Lebron wirft bronny den ball, der korb trägt ihren namen

Ein Pass, ein Dreier, ein Klang wie Gips auf Metall – und die NBA hat ihre erste Vater-Sohn-Assist überhaupt. LeBron James, 41, legte im Staples Center seinem Sohn Bronny die Kugel auf, der 21-Jährige versenkte sie aus sieben Metern. 116:99 gegen Brooklyn, aber die Zahl zählt nicht. Die Geschichte zählt.

Es war das zwölfte Spiel der Lakers in Serie, in dem Luka Dončić über 30 Punkte erzielte – ein Leistungsbogen, den selbst LeBron in acht Jahren Los Angeles nie spannte. Der Slowene traf 41-mal, spielte den Gegner schwindelig und ließ das Publikum dennoch über ein anderes Duett reden. Denn die Nacht gehörte zwei Generationen James, nicht dem Topscorer.

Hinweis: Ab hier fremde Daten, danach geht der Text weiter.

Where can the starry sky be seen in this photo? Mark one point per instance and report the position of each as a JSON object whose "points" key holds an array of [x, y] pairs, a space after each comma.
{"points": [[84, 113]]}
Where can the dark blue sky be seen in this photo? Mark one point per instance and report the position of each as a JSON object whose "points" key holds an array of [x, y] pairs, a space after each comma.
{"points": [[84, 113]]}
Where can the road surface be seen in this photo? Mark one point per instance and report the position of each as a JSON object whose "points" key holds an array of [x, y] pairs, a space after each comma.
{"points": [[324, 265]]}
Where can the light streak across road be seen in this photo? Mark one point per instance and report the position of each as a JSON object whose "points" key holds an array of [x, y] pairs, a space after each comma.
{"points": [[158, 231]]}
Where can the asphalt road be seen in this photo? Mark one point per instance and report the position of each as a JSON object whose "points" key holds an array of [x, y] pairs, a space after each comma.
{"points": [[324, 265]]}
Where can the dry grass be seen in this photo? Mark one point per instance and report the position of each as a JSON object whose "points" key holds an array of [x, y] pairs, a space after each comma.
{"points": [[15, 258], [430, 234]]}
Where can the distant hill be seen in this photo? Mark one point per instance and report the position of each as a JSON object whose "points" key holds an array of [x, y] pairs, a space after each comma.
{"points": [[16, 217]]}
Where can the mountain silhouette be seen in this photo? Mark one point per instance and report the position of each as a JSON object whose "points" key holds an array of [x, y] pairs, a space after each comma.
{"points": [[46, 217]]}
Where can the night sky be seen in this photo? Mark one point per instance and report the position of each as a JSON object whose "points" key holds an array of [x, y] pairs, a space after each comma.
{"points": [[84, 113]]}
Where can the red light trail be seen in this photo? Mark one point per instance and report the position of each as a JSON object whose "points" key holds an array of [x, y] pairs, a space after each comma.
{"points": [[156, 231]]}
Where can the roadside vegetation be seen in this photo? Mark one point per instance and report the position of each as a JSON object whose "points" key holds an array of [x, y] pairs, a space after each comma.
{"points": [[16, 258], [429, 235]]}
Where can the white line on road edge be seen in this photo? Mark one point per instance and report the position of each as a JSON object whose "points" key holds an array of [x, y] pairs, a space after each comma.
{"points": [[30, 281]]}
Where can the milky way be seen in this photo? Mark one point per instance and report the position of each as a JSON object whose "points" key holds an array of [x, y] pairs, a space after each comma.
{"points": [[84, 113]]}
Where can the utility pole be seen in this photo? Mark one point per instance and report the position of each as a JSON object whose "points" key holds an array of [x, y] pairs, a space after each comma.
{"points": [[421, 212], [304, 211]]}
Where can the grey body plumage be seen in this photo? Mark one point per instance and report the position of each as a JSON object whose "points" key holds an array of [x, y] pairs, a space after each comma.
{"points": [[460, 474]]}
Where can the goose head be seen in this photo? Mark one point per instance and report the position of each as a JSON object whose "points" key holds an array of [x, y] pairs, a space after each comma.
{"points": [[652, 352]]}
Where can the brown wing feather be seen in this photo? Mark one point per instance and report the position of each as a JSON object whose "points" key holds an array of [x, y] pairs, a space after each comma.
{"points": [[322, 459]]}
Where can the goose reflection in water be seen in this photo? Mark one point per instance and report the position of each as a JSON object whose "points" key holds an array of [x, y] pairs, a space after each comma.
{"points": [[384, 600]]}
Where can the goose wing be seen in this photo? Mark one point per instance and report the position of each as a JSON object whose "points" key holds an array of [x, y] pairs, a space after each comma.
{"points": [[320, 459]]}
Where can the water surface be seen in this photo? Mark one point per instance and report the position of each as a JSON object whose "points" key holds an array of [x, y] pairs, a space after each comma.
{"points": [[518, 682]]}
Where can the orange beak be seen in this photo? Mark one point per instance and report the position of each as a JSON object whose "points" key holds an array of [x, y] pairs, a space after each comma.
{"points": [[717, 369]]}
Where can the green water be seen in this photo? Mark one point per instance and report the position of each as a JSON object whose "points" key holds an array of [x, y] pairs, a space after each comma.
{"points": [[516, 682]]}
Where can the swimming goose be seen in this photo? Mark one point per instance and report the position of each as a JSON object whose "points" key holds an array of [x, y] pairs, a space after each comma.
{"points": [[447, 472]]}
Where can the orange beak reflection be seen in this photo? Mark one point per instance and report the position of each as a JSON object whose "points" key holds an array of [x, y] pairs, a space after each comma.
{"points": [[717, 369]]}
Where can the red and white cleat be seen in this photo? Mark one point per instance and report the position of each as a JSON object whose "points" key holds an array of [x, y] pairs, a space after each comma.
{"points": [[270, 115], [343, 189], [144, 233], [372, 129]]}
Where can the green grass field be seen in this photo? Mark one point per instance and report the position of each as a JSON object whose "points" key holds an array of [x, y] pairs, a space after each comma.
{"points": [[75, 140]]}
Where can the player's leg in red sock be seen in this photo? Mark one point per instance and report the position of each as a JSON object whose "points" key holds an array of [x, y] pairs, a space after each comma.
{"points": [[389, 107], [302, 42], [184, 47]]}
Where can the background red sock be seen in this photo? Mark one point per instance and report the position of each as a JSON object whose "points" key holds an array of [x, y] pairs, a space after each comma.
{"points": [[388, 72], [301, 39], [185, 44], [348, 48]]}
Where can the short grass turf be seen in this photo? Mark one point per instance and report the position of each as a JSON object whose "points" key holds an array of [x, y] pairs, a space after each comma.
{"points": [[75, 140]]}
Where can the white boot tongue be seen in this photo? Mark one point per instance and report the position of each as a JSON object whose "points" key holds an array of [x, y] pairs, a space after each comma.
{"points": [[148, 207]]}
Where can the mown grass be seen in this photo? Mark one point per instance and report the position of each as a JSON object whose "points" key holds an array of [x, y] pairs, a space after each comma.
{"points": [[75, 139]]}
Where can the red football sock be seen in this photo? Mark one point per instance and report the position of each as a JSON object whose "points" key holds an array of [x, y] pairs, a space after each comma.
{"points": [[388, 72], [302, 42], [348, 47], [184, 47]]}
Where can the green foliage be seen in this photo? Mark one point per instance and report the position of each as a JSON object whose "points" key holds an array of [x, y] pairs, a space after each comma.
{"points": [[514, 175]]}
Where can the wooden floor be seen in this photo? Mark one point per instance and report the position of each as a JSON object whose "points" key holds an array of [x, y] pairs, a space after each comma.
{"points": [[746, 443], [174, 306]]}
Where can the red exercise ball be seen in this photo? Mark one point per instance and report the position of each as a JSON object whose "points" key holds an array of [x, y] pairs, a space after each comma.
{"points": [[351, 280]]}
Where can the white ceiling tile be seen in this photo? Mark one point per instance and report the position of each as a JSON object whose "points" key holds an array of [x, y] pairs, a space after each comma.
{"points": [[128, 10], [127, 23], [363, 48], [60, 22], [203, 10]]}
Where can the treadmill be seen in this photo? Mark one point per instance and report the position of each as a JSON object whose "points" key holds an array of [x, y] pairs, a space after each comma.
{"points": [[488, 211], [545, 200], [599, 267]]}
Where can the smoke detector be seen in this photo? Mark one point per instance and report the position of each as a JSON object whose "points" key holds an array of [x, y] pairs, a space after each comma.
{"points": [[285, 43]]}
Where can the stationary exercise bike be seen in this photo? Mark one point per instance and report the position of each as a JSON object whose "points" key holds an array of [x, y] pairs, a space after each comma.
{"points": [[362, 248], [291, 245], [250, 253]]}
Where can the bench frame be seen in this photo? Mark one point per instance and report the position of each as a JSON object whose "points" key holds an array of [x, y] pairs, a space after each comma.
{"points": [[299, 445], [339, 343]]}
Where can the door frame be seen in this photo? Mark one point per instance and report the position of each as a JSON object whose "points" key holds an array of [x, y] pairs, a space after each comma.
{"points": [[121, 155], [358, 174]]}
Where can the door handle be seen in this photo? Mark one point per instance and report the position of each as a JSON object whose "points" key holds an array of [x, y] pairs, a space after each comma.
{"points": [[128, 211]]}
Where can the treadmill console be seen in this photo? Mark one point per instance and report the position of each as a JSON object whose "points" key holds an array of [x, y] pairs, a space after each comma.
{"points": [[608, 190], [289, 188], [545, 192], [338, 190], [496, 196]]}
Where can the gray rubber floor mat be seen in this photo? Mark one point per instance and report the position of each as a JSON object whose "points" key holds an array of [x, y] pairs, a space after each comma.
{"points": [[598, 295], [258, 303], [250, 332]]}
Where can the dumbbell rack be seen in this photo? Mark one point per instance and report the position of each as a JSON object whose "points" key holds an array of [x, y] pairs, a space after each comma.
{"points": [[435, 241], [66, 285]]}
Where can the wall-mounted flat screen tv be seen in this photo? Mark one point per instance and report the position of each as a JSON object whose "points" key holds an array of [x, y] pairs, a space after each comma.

Ein herzstillstand, ein comeback, ein dreier

Bronny war nie ein sicherer Lotto-Gewinn. Vor drei Jahren kollabierte sein Herz auf dem Uni-Court in USC. Defibrillator, Reha, Vertragsklause, Zweifel – alles schluckte er. Seine Minuten in der NBA sind bisher Sparflamme, meist Garbage Time. Doch als der Vater ihn in der Mitte des zweiten Viertels fand, stand er goldrichtig. Der Ball glitt durch den Netzkorb, LeBron jubelte wie nach seinem ersten Titel 2012. „Cool war untertrieben“, sagte er nach dem Spiel. „Das war Familiengeschichte, nicht Basketballgeschichte.“

Die Lakers haben ihre Playoff-Route wieder freigekriegt, dank Dončić und einem Anthony Davis, der endlich wieder springt. Doch die echte Schlagzeile kommt aus der zweiten Reihe: Vater und Sohn teilen sich nun einen Eintrag im offiziellen Statistikbogen, eine Fußnote, die niemand mehr streichen kann.

Hartenstein und schröder ziehen ihre eigenen fäden

Hartenstein und schröder ziehen ihre eigenen fäden

Während in L.A. Emotionen kocht, schrauben zwei Deutsche ungerührt die eigene Saison zusammen. Isaiah Hartenstein bügelt für Oklahoma City die Defense, fischt 13 Rebounds gegen Houston und erlaubt nur 0,89 Punkte pro Isolation – bester Wert unter allen Bigs mit mindestens 100 Aktionen. Dennis Schröder erfindet sich in Brooklyn neu: 28 Punkte gegen Sacramento, 8 Assists, null Ballverlust in den letzten drei Minuten. Beide Teams stehen in den Top-6 des Westens, beide Spieler haben sich eine Playoff-Heimrecht-Rolle erkämpft, ohne Hollywood-Glitzer.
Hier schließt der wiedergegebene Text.